Dora did not answer. She buried her face in the soft pillow, and Ethel
closed the door to the sound of her sobs. But they did not cause her to
return or to make any foolish promises. She divined their insincerity
and their motive, and had no mind to take any part in forwarding the
And Ruth assured her she had acted wisely. "If trouble should ever come
of this friendship," she said, "Dora would very likely complain that
you had always thrown Mostyn in her way, brought him to her house in New
York, and brought her to him at Rawdon, in England. Marriage is such a
risk, Ethel, but to marry without the courage to adapt oneself. AH!"
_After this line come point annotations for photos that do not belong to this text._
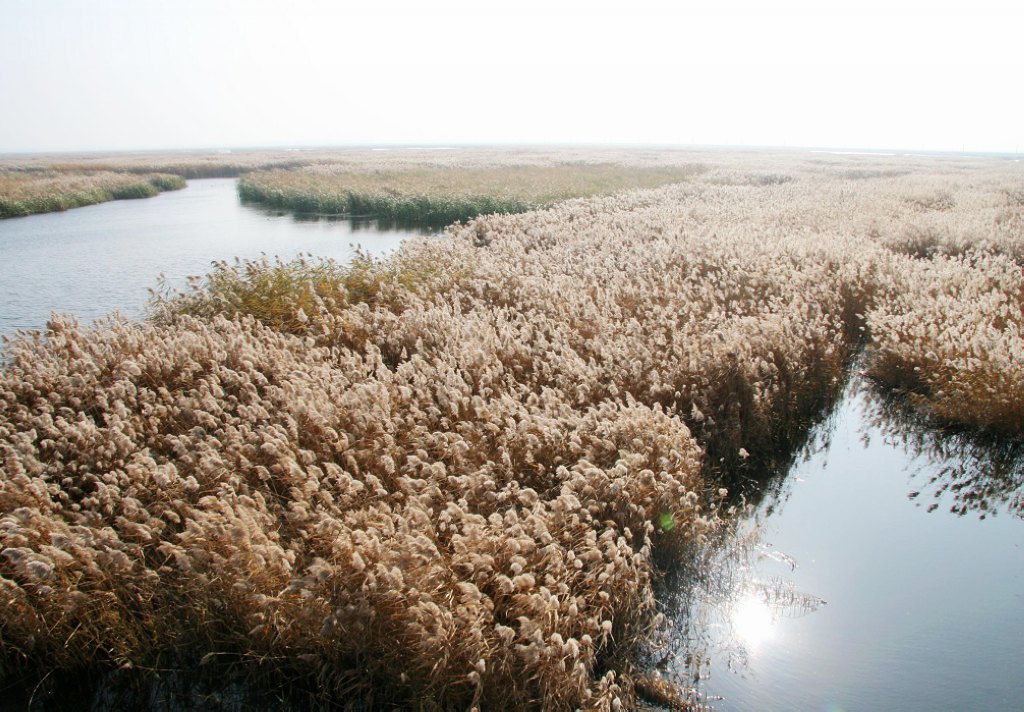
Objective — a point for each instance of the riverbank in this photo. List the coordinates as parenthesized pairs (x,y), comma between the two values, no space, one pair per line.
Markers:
(451,476)
(29,193)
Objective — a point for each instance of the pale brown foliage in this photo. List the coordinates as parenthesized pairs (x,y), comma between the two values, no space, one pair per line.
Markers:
(446,475)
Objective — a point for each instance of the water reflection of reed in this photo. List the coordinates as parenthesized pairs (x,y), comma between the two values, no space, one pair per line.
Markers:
(702,596)
(975,472)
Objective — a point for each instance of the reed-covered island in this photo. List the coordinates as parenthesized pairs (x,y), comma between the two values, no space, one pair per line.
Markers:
(454,477)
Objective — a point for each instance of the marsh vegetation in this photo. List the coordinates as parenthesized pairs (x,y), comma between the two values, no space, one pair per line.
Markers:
(26,193)
(453,477)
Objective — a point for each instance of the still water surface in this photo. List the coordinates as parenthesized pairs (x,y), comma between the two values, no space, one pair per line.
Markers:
(92,260)
(885,571)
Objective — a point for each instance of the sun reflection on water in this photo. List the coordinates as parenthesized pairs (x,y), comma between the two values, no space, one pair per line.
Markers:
(753,622)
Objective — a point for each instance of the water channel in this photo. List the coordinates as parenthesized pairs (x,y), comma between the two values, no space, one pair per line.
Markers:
(90,261)
(884,571)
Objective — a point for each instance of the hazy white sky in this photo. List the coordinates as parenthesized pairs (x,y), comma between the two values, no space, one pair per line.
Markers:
(78,75)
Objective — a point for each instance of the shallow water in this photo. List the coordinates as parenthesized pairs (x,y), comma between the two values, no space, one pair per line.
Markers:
(885,571)
(92,260)
(851,590)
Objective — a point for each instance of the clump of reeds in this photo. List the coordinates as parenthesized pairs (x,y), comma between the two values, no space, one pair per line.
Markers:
(450,477)
(26,193)
(950,340)
(440,195)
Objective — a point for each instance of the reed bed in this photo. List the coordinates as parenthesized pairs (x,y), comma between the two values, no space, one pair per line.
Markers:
(951,340)
(27,193)
(437,196)
(453,477)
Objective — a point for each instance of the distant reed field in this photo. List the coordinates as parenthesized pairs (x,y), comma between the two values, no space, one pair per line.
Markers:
(440,195)
(451,478)
(27,193)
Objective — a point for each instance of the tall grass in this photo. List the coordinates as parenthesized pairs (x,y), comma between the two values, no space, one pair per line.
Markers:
(453,477)
(437,196)
(27,193)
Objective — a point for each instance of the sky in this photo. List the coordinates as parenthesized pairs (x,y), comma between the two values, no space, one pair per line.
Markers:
(103,75)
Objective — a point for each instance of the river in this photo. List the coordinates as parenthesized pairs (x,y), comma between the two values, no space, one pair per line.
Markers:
(90,261)
(884,571)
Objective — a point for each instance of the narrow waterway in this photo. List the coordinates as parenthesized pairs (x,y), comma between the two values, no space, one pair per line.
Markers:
(886,571)
(90,261)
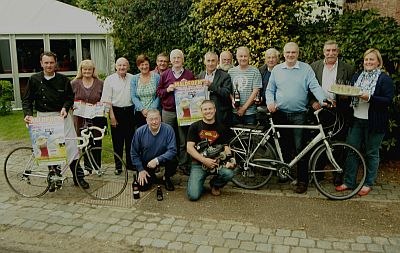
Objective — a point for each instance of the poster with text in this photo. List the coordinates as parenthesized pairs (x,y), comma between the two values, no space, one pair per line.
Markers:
(48,140)
(188,97)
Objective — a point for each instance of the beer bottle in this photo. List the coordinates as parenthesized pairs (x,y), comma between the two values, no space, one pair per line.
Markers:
(236,95)
(135,189)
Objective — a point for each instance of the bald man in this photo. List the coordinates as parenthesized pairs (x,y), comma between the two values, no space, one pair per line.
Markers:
(117,93)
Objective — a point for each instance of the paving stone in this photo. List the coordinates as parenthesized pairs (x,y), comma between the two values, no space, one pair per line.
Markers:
(364,239)
(175,246)
(341,245)
(291,241)
(251,246)
(216,241)
(177,229)
(189,247)
(231,244)
(298,250)
(375,248)
(238,228)
(316,251)
(183,237)
(220,250)
(170,236)
(260,238)
(280,248)
(299,234)
(264,247)
(245,236)
(282,232)
(324,244)
(204,249)
(145,241)
(275,239)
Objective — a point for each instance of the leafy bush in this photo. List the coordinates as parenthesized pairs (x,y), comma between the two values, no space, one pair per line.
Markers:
(6,96)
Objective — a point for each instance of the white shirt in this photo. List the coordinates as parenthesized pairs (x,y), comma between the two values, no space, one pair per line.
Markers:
(117,90)
(329,78)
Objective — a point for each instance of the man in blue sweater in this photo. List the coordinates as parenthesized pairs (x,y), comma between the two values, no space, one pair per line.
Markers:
(287,97)
(154,145)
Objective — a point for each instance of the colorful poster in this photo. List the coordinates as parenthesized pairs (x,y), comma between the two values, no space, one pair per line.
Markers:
(188,97)
(48,140)
(89,111)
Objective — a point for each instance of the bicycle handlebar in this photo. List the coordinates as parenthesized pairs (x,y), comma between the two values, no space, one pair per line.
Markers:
(85,136)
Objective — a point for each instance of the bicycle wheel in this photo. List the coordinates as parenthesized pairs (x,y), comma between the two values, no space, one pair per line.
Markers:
(104,183)
(24,175)
(326,177)
(252,177)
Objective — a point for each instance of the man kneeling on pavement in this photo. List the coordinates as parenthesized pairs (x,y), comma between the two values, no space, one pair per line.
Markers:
(215,134)
(154,146)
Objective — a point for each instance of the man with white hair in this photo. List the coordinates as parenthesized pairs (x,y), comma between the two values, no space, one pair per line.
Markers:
(117,93)
(287,98)
(165,91)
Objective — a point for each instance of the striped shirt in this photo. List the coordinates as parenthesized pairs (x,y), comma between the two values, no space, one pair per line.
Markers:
(246,81)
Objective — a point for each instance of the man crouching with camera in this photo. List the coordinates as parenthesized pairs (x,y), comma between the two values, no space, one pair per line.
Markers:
(207,143)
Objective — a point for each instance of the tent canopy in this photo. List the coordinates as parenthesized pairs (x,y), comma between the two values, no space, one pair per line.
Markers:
(46,17)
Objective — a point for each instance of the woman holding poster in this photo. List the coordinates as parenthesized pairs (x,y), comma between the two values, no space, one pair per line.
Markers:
(88,111)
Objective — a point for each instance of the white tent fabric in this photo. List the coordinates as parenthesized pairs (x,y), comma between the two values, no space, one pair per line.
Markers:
(46,17)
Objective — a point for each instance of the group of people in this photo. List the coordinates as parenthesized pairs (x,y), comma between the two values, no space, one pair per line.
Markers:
(144,122)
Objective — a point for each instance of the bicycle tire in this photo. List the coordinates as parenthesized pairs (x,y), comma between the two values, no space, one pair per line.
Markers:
(24,176)
(326,178)
(254,177)
(104,184)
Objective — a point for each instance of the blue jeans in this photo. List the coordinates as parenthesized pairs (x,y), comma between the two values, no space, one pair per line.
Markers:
(292,140)
(359,136)
(245,119)
(198,176)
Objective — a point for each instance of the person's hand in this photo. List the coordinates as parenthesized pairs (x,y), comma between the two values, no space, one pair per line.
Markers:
(207,82)
(28,120)
(142,178)
(316,105)
(152,164)
(241,111)
(113,121)
(170,88)
(210,163)
(364,96)
(272,107)
(63,113)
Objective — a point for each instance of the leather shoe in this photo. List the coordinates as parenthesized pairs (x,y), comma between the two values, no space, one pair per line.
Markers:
(300,188)
(83,184)
(364,191)
(341,188)
(169,186)
(215,191)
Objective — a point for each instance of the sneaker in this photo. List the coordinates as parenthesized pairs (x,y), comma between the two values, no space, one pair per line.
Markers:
(83,184)
(215,191)
(169,186)
(300,188)
(364,191)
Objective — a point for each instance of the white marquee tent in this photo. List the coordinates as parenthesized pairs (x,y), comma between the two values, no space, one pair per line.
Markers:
(29,27)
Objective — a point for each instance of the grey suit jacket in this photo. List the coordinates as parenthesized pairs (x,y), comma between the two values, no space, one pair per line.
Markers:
(220,91)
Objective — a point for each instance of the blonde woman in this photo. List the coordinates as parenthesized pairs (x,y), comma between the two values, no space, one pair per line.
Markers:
(370,119)
(87,89)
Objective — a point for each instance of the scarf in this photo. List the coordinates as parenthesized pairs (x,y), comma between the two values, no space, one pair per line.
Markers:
(367,82)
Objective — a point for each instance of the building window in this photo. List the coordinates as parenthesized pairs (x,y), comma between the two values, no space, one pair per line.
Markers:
(28,55)
(66,54)
(5,57)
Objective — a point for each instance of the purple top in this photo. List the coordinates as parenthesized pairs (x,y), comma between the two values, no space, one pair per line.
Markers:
(167,78)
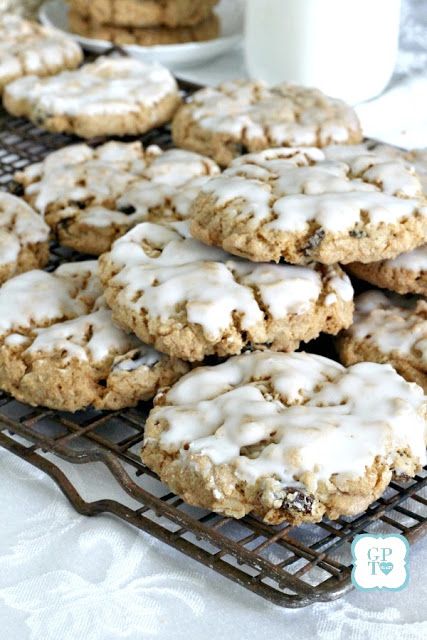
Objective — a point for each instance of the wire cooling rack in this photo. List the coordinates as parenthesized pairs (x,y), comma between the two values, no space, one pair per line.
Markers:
(290,566)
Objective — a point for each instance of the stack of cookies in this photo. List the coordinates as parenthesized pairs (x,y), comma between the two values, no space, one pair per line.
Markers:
(215,261)
(144,22)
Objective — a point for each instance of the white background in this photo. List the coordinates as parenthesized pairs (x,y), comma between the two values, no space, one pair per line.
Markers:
(66,577)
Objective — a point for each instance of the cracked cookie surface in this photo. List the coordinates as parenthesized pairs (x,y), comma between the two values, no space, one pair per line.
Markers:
(111,96)
(388,329)
(333,205)
(28,48)
(24,237)
(190,300)
(208,29)
(287,437)
(145,13)
(241,116)
(408,272)
(92,196)
(59,347)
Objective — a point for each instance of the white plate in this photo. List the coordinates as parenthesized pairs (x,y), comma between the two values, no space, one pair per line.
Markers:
(54,13)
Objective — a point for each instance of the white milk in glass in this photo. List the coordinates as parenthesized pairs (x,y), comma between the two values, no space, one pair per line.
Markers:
(346,48)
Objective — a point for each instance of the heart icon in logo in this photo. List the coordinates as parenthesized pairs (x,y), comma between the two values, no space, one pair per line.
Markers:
(386,567)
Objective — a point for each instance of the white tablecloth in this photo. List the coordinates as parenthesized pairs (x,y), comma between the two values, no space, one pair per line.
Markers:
(66,577)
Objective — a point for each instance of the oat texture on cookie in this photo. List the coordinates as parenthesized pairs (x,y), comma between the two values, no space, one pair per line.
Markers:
(59,347)
(342,204)
(207,29)
(390,329)
(243,116)
(291,437)
(28,48)
(148,13)
(91,196)
(190,300)
(23,237)
(111,96)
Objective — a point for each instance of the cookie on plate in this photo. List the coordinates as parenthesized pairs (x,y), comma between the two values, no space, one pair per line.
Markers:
(208,29)
(242,116)
(408,272)
(111,96)
(190,301)
(92,196)
(59,347)
(306,204)
(388,329)
(144,13)
(286,436)
(24,237)
(405,274)
(27,48)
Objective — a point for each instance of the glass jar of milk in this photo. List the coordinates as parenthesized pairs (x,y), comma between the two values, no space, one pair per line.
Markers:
(346,48)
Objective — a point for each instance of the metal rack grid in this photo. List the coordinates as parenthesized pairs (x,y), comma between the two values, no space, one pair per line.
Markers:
(290,566)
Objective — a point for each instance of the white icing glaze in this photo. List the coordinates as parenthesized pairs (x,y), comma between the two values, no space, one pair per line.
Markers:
(312,417)
(64,312)
(28,48)
(71,337)
(209,284)
(107,86)
(19,226)
(288,188)
(284,115)
(415,260)
(115,178)
(37,297)
(392,327)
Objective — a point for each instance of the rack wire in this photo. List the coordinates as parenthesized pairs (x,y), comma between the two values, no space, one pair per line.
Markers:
(290,566)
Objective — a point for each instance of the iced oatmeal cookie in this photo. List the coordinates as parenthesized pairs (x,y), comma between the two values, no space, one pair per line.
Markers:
(208,29)
(92,196)
(24,237)
(59,347)
(27,48)
(310,204)
(388,329)
(144,13)
(241,116)
(111,96)
(292,437)
(190,301)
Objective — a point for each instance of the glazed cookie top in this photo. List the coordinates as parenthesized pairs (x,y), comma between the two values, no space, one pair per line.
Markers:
(116,182)
(29,48)
(108,86)
(393,324)
(64,312)
(161,269)
(287,189)
(298,417)
(20,226)
(285,115)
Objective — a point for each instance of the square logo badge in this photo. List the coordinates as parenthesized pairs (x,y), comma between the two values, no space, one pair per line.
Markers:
(380,562)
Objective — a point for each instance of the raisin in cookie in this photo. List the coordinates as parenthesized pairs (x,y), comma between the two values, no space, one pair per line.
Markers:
(111,96)
(408,272)
(144,13)
(240,116)
(388,329)
(311,204)
(92,196)
(23,237)
(59,347)
(208,29)
(27,48)
(286,436)
(190,301)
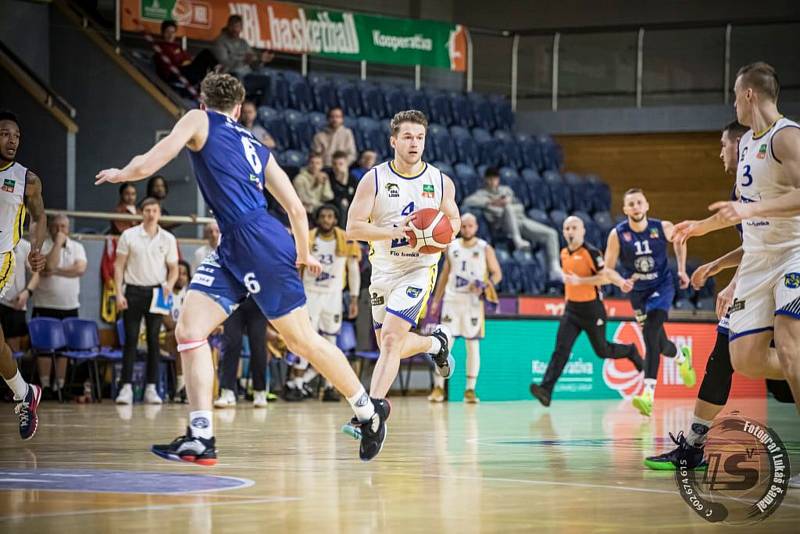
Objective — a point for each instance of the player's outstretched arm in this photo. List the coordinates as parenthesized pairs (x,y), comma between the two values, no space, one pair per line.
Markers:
(358,226)
(191,130)
(449,206)
(280,186)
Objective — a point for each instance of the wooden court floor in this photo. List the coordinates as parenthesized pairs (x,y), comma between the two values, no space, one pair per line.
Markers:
(495,467)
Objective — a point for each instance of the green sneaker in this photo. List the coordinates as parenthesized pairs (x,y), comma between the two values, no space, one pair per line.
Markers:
(686,369)
(644,403)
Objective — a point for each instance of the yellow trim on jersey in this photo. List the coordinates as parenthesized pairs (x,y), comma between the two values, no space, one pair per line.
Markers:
(431,284)
(6,269)
(19,220)
(764,132)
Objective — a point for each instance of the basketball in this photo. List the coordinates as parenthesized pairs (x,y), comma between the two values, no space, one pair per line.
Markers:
(432,231)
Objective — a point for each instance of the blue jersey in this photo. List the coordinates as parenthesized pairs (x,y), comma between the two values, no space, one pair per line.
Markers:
(230,170)
(644,255)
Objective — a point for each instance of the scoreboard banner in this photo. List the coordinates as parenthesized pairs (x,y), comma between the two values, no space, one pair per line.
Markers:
(517,351)
(284,27)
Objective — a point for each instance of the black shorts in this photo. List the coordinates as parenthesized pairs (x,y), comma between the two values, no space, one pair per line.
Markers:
(13,321)
(54,313)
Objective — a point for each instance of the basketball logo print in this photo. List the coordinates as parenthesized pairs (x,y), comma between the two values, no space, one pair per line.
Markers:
(621,375)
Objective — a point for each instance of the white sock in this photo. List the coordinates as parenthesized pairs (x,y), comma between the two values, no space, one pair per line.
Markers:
(201,424)
(473,362)
(17,385)
(362,405)
(698,431)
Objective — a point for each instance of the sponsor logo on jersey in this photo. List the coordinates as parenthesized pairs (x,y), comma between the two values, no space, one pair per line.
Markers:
(413,292)
(792,280)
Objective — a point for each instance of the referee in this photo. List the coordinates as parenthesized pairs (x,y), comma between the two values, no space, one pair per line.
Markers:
(582,265)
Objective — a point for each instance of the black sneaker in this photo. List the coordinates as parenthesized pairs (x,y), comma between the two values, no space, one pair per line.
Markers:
(330,395)
(669,461)
(26,410)
(291,394)
(374,431)
(445,364)
(188,449)
(542,394)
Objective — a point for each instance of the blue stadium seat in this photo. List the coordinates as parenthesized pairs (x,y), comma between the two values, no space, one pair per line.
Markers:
(462,110)
(349,99)
(300,97)
(441,112)
(300,130)
(395,101)
(372,102)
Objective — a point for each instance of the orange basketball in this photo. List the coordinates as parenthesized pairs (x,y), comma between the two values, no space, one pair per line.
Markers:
(432,231)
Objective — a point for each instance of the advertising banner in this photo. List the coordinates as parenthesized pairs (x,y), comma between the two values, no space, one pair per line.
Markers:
(293,29)
(515,352)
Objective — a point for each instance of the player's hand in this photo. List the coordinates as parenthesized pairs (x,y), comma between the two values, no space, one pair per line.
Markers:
(311,263)
(627,285)
(37,261)
(724,300)
(701,275)
(731,212)
(111,176)
(683,280)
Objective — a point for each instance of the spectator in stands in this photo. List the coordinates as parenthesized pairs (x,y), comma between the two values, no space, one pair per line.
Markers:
(505,212)
(366,161)
(127,204)
(234,54)
(248,120)
(147,261)
(211,235)
(173,55)
(59,287)
(14,302)
(313,184)
(343,185)
(336,137)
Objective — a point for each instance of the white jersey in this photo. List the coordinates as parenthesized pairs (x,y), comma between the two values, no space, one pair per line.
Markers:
(332,277)
(467,265)
(12,205)
(760,176)
(396,197)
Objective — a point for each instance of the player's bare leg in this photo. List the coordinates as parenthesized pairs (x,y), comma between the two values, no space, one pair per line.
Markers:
(26,395)
(787,345)
(752,357)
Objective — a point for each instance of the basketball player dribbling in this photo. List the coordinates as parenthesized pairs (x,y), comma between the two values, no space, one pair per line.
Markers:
(21,191)
(256,256)
(766,303)
(402,278)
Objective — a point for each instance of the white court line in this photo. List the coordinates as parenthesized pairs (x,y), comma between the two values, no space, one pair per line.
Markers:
(158,507)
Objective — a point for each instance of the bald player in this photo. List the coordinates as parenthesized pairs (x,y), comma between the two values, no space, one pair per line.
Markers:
(583,268)
(470,273)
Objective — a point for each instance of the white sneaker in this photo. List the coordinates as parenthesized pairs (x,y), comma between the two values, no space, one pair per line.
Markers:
(226,399)
(151,395)
(125,395)
(259,399)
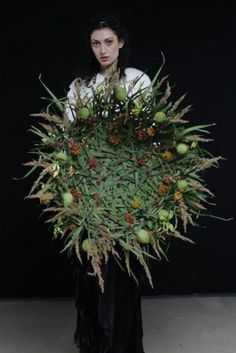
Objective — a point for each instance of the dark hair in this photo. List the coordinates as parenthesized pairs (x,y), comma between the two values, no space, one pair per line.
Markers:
(105,20)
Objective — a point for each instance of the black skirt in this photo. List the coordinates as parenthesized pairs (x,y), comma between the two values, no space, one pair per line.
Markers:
(109,322)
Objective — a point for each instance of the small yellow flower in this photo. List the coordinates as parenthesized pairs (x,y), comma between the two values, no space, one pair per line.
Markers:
(178,195)
(151,131)
(167,155)
(163,189)
(136,203)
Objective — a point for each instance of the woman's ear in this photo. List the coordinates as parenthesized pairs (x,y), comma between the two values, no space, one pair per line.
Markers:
(121,43)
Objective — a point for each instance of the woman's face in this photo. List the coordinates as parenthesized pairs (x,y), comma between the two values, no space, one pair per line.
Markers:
(105,46)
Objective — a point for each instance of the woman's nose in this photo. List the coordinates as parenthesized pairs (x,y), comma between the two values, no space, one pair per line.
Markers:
(103,49)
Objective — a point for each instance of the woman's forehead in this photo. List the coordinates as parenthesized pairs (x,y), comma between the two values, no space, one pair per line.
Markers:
(101,34)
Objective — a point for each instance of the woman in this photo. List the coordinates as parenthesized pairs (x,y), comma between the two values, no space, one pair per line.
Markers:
(109,322)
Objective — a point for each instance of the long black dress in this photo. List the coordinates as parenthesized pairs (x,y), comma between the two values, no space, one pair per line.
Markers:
(109,322)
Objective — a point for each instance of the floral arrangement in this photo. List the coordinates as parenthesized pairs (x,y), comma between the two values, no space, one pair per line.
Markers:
(127,172)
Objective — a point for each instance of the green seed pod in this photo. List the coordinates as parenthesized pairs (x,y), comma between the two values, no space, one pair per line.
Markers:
(86,244)
(182,185)
(143,236)
(163,214)
(84,113)
(182,148)
(159,117)
(120,93)
(67,198)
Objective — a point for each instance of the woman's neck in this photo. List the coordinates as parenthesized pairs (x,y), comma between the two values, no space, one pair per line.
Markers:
(108,71)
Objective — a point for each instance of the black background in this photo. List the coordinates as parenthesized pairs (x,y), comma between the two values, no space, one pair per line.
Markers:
(200,51)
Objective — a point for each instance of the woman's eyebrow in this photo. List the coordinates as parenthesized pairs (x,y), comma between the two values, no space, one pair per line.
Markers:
(98,41)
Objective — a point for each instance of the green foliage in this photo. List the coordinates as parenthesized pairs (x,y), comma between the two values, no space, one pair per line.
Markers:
(126,169)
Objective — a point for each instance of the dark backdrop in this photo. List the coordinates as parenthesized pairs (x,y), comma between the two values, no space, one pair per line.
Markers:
(200,51)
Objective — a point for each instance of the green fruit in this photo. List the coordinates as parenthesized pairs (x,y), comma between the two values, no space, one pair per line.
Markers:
(194,144)
(120,93)
(86,244)
(61,156)
(67,199)
(171,214)
(182,148)
(182,185)
(159,117)
(84,113)
(143,236)
(163,215)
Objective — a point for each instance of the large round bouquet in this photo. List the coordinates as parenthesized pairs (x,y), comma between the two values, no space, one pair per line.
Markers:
(126,171)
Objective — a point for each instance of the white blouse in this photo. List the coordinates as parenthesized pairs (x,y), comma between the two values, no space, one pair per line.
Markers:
(134,80)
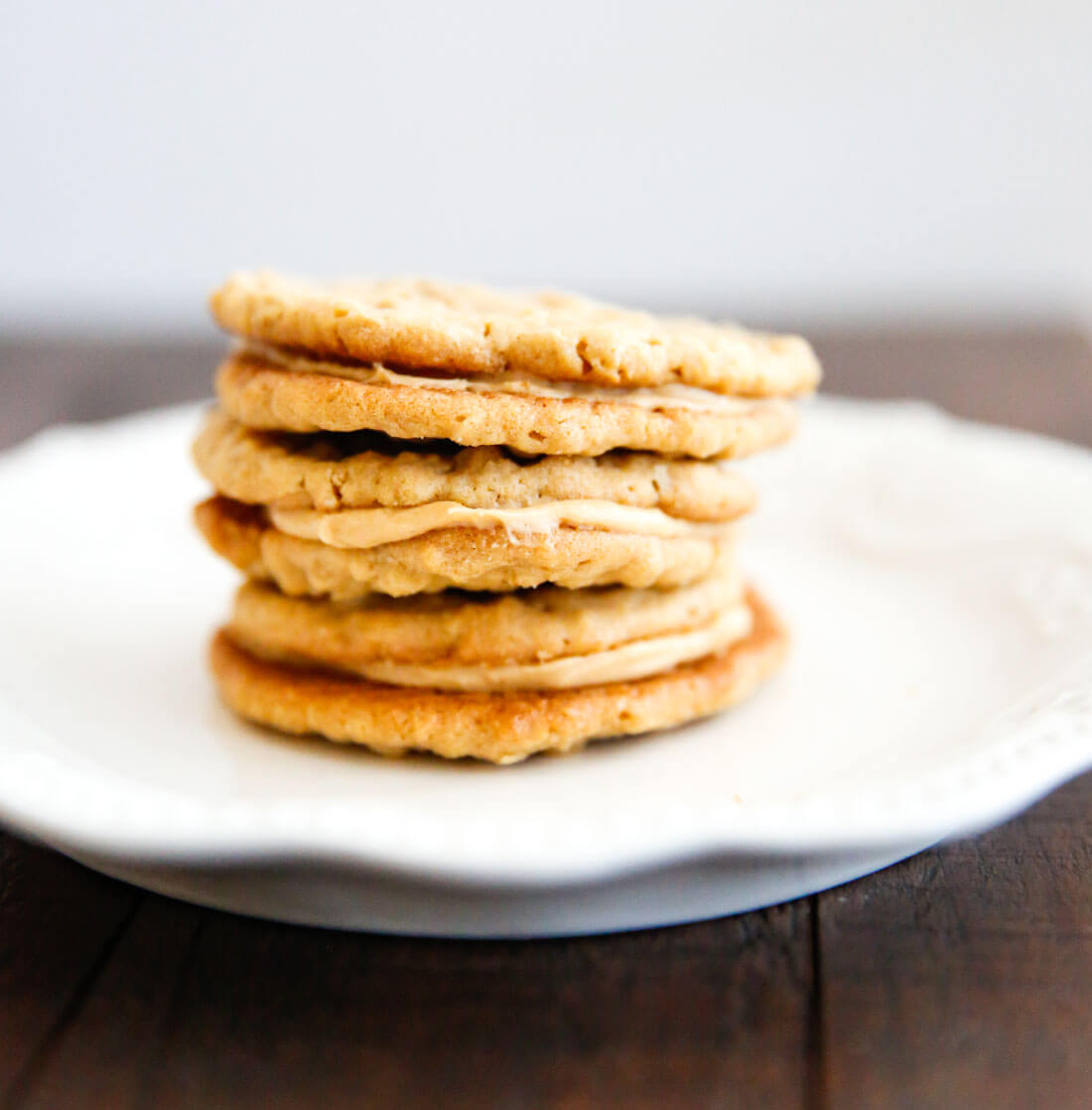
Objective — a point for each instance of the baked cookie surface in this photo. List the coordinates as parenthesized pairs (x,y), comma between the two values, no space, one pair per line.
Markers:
(331,472)
(461,557)
(473,330)
(462,628)
(502,727)
(267,395)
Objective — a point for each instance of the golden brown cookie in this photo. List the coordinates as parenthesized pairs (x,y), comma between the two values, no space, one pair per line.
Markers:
(462,628)
(497,727)
(473,330)
(461,557)
(331,472)
(262,394)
"You think that condition unspeakably hard?"
"There are no words for it."
"Dora was not reticent, I assure you."
"I am sorry. A wife's complaints are self-inflicted wounds; scattered
seeds, from which only misery can spring. I hope you will not see her
again at this time."
"I made no promise to do so."
"And where all is so uncertain, we had better suppose all is right than
that all is wrong. Even if there was the beginning of wrong, it needs
but an accident to prevent it, and there are so many."
"Yes, for accident is God's part in affairs. We call it accident; it
would be better to say an interposition."
"Dora told me Mostyn intended to buy Rawdon Court in September, and he
has even invited the Stanhopes to stay there next summer."
"What did you say?"
"Nothing against it."
"Very good. Do you think Mostyn is in London now?"
"I should not wonder. I am sure Dora is expecting him."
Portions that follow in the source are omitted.